Lindsey Vonn's cheese-wrapped legs and other home remedy tips for Olympic Village
Cheese-wrapping is not, it must be said, a remedy recommended by orthopedic surgeons, Olympic ski team doctors, or the chief medical officer for the U.S. Olympic team -- who said, rather tersely, something like "the care being given by his team of medical staff is evidence-based medicine." Topfen cheese is the sort of thing one could make in a home kitchen, or in a particularly well-equipped vacation one; take a half-gallon of milk, heat to between 104-108 degrees, and add a cup of starter culture (which is just milk, scalded, plus plain yogurt or buttermilk). Let sit in a thermos or yogurt maker for about three hours, until sour; then set in a strainer lined with cheesecloth overnight. While it's more expensive than, say, generic-brand acetaminophen, it's a relative (compared to surgery and ultrasound and aspiration of blood) bargain.
The benefits, like much of home-cooked medicine, are more anecdote than science; that is not to say that the benefits do not exist, only that no pharmaceutical company has funded the research. According to U.S. ski team physician Bill Sterrett, "a lot of the athletes on the U.S. ski team . . . have had a good experience with" topfen treatments, which are reported to reduce swelling and stimulate healing. As my mom says, it probably can't hurt anything.
Increasingly, we Walletpoppers have noticed that ordinary medical practitioners and pharmaceutical companies are pushing remedies that may as well have come from an Austrian hausfrau's kitchen. One staffer living in the Netherlands tells me, "Europe doesn't believe in prescriptions quite like the U.S. does." Her two-year-old son and husband have been sick for a few weeks, and instead of getting antibiotics, she gets told "to go home and drink tea and drink chicken soup." Another Walletpop contributor, Devra Renner, writes that she makes "Hot and Sour Soup at the first sign of getting a cold, [and] I have a Chinese friend who swears by the restorative properties of White Pepper."
Fancy or not, it's a common recommendation -- chicken soup and other so-called "bone broths" are believed by many of our writers to be the best cure for anything that ails you. Sally Fallon of Nourishing Traditions fame points to a host of evidence that long-simmered broth from good meat (grass-fed beef and the like) is the best healing you can get. Walletpopper Ann Brenoff writes, "bone marrow has curative powers," and I agree. Gina Roberts-Grey says don't forget the carrots, especially for the classic restorative chicken version: "The zinc (which boosts your immune system) in the chicken is better absorbed when paired with vitamin A (found in carrots)."

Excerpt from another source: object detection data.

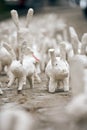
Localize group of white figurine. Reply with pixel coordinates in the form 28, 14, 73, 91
0, 8, 87, 97
0, 9, 87, 130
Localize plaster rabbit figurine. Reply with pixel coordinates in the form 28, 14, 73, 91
46, 43, 69, 93
22, 46, 41, 88
11, 8, 34, 59
69, 27, 87, 68
0, 42, 15, 71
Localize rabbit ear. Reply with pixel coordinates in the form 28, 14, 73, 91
26, 8, 34, 27
59, 42, 67, 60
81, 33, 87, 55
49, 49, 56, 66
69, 27, 80, 54
11, 10, 19, 29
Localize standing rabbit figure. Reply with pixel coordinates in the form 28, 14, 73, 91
46, 43, 69, 93
11, 8, 34, 59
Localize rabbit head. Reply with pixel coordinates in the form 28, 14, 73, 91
11, 8, 34, 46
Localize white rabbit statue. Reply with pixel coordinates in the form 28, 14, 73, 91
46, 43, 69, 93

And then there are weedy remedies like calendula and St. John's wort, two flowers that grow like crazy in the parking strips and alleys here in Portland, Ore. (St. John's wort is classified as a noxious weed and can't be legally grown or purchased as a seed or plant here in Oregon; it's still everywhere) have been popping up, not just in my favorite herbal healing books but also in the ingredients listed in many balms, salves, soaps and oils in the drugstore. A simple treatment of St. John's wort-infused olive oil is supposed to soothe and heal all sorts of skin maladies, from bug bites and sunburn to bruises and deep muscle problems. It's what I put on my babies instead of diaper cream, and the rashes just disappear.

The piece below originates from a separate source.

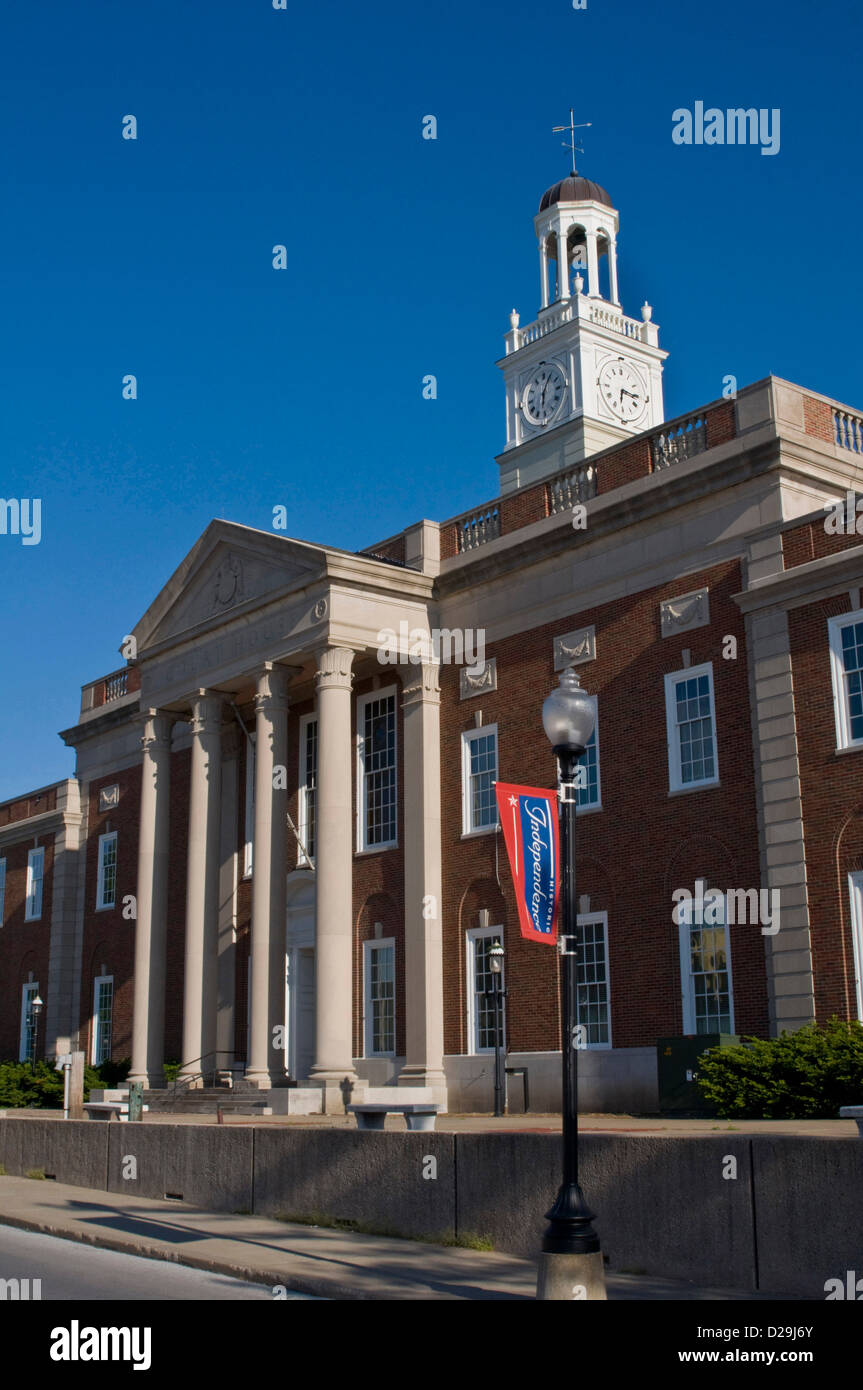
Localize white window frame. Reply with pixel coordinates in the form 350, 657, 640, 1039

Staying in the kitchen for cures works for other common health problems, says Lan Nguyen, who told me her doctor suggested "a drop of olive oil in the ear to relieve pain from an ear infection." Or apple cider vinegar on the hair for scalp problems, or warts. Science may not be sure, but believers in natural medicine are just willing to give it a try. Then there's honey; the tonic of hot water with honey and lemon was my mother's sore-throat soother (with a salt-water gargle to cure). A host of true believers say that raw honey can cure almost anything thanks to the powerful enzymes and bacteria at work in the stuff; and the more locally it was produced, the better (there's a prevailing theory that plants grown in the same environment in which you live have the right sorts of natural defenses to withstand the weather; this is only magnified in the honeybee's naturally-"processed" plant nectar). Don't overheat the honey, though -- keep it below 110 degrees Fahrenheit in order to preserve the natural enzymes.

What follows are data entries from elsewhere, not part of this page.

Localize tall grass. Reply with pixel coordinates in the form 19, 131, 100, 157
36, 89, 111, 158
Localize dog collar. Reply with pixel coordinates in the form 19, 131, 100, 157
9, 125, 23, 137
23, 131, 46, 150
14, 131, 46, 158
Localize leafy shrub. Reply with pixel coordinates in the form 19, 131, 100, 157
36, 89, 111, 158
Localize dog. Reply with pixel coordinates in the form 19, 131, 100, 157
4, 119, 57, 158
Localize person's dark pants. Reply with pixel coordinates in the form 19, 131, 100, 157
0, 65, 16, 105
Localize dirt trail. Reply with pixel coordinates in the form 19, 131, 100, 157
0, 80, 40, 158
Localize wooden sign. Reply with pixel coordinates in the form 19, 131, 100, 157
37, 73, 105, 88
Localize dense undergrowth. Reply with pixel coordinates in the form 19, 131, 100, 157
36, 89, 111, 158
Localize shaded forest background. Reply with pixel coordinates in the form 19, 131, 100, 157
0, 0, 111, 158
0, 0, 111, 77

The list keeps getting longer, and we have to ask: Lindsey! How did the cheese work? And why did you leave the kitchen and head for the medicine cabinet? We were rooting for you and your topfen-splattered legs. Here: before it's too late, try something else Austrian and kitchen-centric, like this garlic soup. It might not win you the gold; but we think it's best if you don't tempt fate, and the wisdom of the hausfrau.